Schärfere Stickoxidwerte Kommen in Stuttgart neue Fahrverbote?

In Stuttgart und der Region, wie hier an der Friedrichstraße in Ludwigsburg, könnten schärfere Stickoxidgrenzwerte erneut zu Fahrverboten führen. Foto: dpa/Marijan Murat

Die EU will im Frühjahr schärfere Grenzwerte für Stickoxide einführen. In Stuttgart und anderen Städten im Land drohen dann erneut Fahrverbote. Die aktuellen Werte an den Messstationen liegen weit über den angepeilten Zielen.
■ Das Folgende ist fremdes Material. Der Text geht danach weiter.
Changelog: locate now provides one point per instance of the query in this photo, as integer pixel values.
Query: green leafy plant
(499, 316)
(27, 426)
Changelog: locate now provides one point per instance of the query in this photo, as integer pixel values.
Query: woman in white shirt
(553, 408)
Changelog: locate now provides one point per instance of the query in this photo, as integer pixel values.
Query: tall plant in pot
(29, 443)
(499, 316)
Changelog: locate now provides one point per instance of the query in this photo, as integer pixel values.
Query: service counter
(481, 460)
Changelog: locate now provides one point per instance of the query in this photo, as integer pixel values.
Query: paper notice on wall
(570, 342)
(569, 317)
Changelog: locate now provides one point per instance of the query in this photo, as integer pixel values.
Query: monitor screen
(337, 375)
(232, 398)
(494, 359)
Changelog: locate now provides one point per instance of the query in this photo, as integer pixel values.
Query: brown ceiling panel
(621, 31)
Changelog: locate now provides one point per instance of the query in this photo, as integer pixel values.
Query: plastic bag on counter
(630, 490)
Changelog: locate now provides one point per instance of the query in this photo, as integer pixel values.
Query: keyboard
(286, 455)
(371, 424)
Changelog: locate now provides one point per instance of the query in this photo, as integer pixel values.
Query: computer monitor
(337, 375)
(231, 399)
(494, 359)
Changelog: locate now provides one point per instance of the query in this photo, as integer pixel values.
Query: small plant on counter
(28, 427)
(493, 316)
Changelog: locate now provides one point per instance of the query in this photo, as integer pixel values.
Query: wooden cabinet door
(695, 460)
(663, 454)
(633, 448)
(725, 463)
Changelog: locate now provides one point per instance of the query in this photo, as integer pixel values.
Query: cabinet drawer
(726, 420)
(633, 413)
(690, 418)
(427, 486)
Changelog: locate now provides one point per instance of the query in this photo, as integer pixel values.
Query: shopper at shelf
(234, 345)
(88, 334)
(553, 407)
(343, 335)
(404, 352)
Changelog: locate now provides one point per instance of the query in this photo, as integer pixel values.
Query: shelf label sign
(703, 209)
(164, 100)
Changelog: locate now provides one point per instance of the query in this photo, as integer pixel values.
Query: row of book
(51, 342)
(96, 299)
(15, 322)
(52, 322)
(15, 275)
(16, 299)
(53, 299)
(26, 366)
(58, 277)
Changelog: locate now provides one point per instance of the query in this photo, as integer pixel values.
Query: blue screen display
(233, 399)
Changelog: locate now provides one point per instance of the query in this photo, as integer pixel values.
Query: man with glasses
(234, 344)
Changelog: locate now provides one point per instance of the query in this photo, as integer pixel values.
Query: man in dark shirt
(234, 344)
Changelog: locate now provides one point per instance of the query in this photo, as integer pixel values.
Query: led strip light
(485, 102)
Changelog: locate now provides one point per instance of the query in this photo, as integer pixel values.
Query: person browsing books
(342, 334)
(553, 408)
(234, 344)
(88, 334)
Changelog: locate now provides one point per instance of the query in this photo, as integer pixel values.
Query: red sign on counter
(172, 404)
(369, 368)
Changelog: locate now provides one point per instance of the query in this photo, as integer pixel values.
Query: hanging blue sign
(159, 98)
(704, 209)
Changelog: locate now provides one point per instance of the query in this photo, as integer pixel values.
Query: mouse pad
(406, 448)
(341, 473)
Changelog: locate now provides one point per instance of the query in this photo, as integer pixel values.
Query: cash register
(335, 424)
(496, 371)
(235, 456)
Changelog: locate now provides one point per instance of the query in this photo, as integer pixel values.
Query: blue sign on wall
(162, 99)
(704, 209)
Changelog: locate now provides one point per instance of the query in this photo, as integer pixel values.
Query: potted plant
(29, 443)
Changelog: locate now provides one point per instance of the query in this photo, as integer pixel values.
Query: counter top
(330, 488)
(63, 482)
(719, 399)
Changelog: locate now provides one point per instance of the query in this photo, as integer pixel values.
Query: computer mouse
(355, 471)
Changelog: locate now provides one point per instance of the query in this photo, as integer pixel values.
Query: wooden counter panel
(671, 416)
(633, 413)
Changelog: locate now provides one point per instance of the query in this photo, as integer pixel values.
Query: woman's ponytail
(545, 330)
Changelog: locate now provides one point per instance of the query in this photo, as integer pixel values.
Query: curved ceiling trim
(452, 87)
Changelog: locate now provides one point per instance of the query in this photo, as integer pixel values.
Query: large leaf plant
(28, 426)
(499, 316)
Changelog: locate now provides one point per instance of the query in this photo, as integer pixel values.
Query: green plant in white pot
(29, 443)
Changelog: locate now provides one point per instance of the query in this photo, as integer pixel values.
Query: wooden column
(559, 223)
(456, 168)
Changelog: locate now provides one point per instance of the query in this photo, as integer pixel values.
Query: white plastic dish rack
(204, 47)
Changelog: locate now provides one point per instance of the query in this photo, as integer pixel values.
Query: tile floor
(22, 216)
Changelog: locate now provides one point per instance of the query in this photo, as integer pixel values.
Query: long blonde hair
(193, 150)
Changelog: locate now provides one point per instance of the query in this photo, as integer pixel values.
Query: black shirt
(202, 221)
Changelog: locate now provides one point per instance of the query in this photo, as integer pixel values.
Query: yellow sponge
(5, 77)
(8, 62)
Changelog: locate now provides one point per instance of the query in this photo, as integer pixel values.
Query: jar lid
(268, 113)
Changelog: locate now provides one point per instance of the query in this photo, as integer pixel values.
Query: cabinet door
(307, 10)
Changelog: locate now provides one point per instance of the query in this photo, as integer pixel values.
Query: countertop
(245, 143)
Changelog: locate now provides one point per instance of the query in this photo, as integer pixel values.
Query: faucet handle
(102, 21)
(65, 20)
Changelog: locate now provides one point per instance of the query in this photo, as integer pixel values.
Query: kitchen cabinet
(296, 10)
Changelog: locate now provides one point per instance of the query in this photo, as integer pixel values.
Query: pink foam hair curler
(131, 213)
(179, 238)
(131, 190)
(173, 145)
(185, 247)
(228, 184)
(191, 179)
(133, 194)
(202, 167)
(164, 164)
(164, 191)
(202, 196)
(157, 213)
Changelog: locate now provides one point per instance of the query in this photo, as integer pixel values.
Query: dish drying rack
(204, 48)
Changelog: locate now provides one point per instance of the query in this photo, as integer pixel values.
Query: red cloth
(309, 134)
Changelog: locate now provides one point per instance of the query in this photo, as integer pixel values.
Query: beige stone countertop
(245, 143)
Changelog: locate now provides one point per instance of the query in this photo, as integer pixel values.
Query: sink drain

Stuttgart - Nachdem die Weltgesundheitsorganisation (WHO) die Richtwerte für Luftschadstoffe drastisch reduziert hat, drohen in Stuttgart und der Region neue Fahrverbote. An den neuen Richtwerten der WHO will sich die EU-Kommission in Brüssel orientieren, wenn sie im kommenden Frühjahr einen Vorschlag für die Überarbeitung der EU-Luftreinhaltungsrichtlinie vorlegt.

 

An der Stuttgarter Messstation Pragstraße etwa lag der Stickstoffdioxid-Mittelwert in den ersten neun Monaten dieses Jahres bei 40 Mikrogramm je Kubikmeter Luft. Das ist das Vierfache des neuen WHO-Richtwertes von zehn Mikrogramm.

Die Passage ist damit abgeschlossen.